Mr Messier has now bought an apartment in New York for a rumoured £12m and has also joined the board of the New York Stock Exchange. "Messier wants to turn Vivendi into a US company; sometimes you even catch him referring to it as a US company. But then his annual report is only in French," said one analyst, who did not want to be named.

Mr Messier is admired for turning a hulking, statecontrolled utility company, then called Générale des Eaux, into the media company it is today.

But privately, analysts are concerned about the US acquisitions. "I think Messier is totally obsessed by being part of the US media scene ... but I'm not sure some of the staff are happy about this idea that all things great are American while European stuff is being neglected," said one analyst.

Vivendi is in the process of selling its business publishing arm, which produces mainly French publications and stages events, to fund its US spending spree. Possible bidders include Pearson, the media company which owns The Financial Times, and Reed Elsevier, the Anglo-Dutch publisher.

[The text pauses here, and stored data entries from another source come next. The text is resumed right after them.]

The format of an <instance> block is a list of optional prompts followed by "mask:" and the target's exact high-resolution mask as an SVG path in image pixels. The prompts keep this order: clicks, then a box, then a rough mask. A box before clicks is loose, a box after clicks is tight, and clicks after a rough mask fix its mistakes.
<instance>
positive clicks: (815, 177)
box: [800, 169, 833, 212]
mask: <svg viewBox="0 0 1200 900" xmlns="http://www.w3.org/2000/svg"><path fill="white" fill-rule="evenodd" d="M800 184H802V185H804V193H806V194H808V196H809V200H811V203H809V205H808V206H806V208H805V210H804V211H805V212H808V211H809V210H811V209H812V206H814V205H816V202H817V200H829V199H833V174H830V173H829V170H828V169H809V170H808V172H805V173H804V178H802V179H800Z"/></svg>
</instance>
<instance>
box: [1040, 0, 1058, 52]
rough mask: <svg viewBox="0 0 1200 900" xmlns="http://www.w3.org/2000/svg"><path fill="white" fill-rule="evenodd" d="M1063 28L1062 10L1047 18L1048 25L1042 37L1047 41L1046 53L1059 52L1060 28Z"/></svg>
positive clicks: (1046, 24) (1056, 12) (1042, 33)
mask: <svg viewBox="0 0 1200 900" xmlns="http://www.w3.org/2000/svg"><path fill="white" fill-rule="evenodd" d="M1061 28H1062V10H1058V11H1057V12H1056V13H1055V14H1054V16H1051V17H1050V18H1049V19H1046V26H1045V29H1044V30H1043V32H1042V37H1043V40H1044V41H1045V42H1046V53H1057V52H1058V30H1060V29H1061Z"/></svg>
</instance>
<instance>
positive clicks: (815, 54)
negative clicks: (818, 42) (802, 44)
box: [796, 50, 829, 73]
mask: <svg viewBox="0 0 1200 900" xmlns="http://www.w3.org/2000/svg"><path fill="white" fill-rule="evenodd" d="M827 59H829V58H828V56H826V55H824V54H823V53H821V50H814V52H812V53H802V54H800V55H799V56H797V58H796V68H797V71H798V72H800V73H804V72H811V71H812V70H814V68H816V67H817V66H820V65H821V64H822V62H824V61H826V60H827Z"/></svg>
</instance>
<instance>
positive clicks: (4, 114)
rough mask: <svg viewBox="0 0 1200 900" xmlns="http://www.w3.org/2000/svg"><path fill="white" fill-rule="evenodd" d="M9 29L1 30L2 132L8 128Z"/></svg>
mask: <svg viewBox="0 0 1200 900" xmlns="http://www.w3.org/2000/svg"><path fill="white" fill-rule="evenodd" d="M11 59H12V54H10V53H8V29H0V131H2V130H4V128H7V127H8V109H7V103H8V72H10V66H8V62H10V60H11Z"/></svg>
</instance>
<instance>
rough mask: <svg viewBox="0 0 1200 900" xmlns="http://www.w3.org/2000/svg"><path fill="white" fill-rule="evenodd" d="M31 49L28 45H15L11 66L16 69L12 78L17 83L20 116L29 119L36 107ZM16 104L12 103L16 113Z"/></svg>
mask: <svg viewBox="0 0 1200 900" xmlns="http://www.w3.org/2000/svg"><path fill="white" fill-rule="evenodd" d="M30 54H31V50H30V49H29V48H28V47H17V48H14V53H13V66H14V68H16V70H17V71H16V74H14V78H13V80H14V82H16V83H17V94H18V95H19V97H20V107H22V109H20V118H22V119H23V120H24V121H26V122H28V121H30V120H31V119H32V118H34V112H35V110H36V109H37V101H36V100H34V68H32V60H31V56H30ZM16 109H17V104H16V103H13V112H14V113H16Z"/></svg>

Last week Vivendi sold its 9.9 per cent stake in France's Havas Advertising for 453 million euros (£280m).In the US, earlier this month, it paid $2.2bn (£1.6bn) for Houghton Mifflin, making it the second-largest educational publisher in the world. And Mr Messier is rumoured to be in talks to swap Vivendi's stake in BSkyB with US cable tycoon John Malone for a larger stake in USA Networks.

The practice of buying in the US and selling on this side of the Atlantic started last year when Vivendi merged with Seagram, which owned Universal Studios. At the same time Vivendi sold off just over half of Canal Plus, the French pay-television operator.

It also floated off part of its utility operation, Vivendi Environment, which owns train-operating company Connex.

"Mr Messier will be integrating the US acquisitions as well as the music and film businesses with the other telecoms service providers and Canal Plus," said a Vivendi spokesperson. "He will devote as much time as necessary in Europe or over in the USA."